Para ele, a coisa mais chocante de "Pink Flamingos" (1972) -seu clássico do gênero exploitation que mostrou a drag queen Divine comendo fezes de cachorro- foi o fato de as pessoas terem dado risada. "Era um comentário sobre a censura", disse Waters. "Sobre o que restava depois de 'Garganta Profunda' ter sido legalizado."

Indagar se a arte ainda pode chocar equivale a rapidamente suscitar outra pergunta: chocar quem, e onde? Os aficionados dos choques 'intelectualizados' provocados por cineastas europeus como Lars von Trier e Gaspar Noé, por exemplo, podem sentir-se chocados com o prazer sem culpa manifestado pelos fãs da franquia de pornô-tortura "Jogos Mortais". E violência que pode parecer corriqueira no multiplex pode ser chocante ao vivo num teatro, o que dirá numa ópera.

Quando a sátira "Mary", do dramaturgo Thomas Bradshaw, sobre um casal contemporâneo do sul dos EUA que mantém uma escrava, foi encenada no Goodman Theater, em Chicago, no ano passado, desencadeou uma tempestade de críticas, incluindo uma resenha no jornal "The Chicago Sun-Times" indagando se a peça não seria "uma enganação completa para averiguar quanta balela o público teatral se dispõe a tolerar antes de se revoltar".

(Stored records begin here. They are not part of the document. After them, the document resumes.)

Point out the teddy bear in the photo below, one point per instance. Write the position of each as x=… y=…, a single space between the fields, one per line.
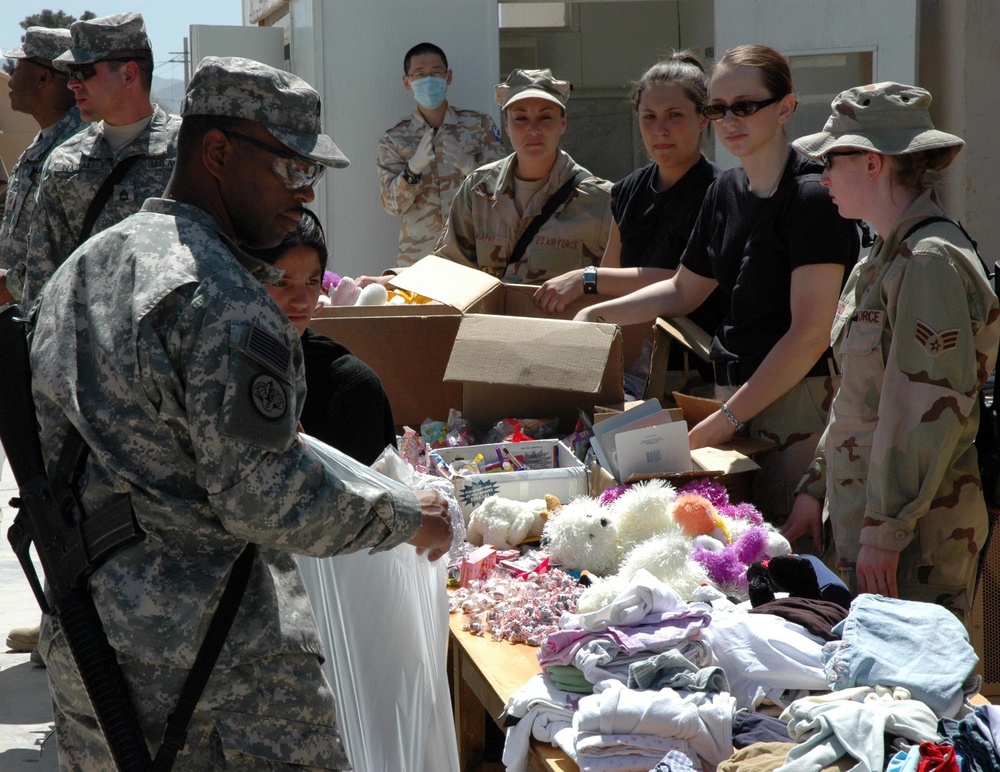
x=583 y=535
x=505 y=523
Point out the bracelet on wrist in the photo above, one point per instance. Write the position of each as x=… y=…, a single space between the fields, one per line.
x=732 y=419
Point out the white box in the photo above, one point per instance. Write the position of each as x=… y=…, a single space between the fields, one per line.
x=552 y=468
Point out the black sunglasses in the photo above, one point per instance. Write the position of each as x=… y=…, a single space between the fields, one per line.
x=87 y=71
x=739 y=109
x=827 y=158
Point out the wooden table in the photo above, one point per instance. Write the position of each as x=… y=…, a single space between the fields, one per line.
x=485 y=674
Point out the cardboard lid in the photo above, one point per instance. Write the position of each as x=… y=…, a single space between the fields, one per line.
x=541 y=353
x=446 y=281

Muitas pessoas já saíram no meio de apresentações de peças de Bradshaw, entre as quais estão "Burning" e "Strom Thurmond Is Not a Racist". Mas o dramaturgo insistiu que nas apresentações de "Mary" que ele acompanhou, boa parte da plateia, formada sobretudo por brancos, estava rindo com os epítetos raciais usados em abundância e os "escravagistas" cômicos e bem-humorados -as pessoas riam a partir do momento em que olhavam em volta para certificar-se de que outras pessoas estavam fazendo o mesmo.

Em "The Art of Cruelty: A Reckoning" (2011), a crítica Maggie Nelson questionou a permanência do que ela chamou de "doutrina de choque" do modernismo. Não que ela rejeite o valor do confronto. "A arte ainda precisa dizer coisas que a cultura não se permite ouvir", explicou. "Mas nem todo choque é criado igual. Depois de o susto inicial ter passado, é preciso analisar qual será a emoção seguinte."

Alguns dos artistas mais peritos em chocar dizem que, hoje em dia, recusar-se a chocar das maneiras previstas pode ser a atitude mais chocante. John Waters -cujo filme "Clube dos Pervertidos", mostrava sêmen jorrando na câmera-, sugeriu uma lição de casa a um hipotético jovem cineasta. "Se você conseguisse pensar em algo que fizesse seu filme ser proibido para menores de 18, sem sexo ou violência, teria o filme mais radical do ano", opinou.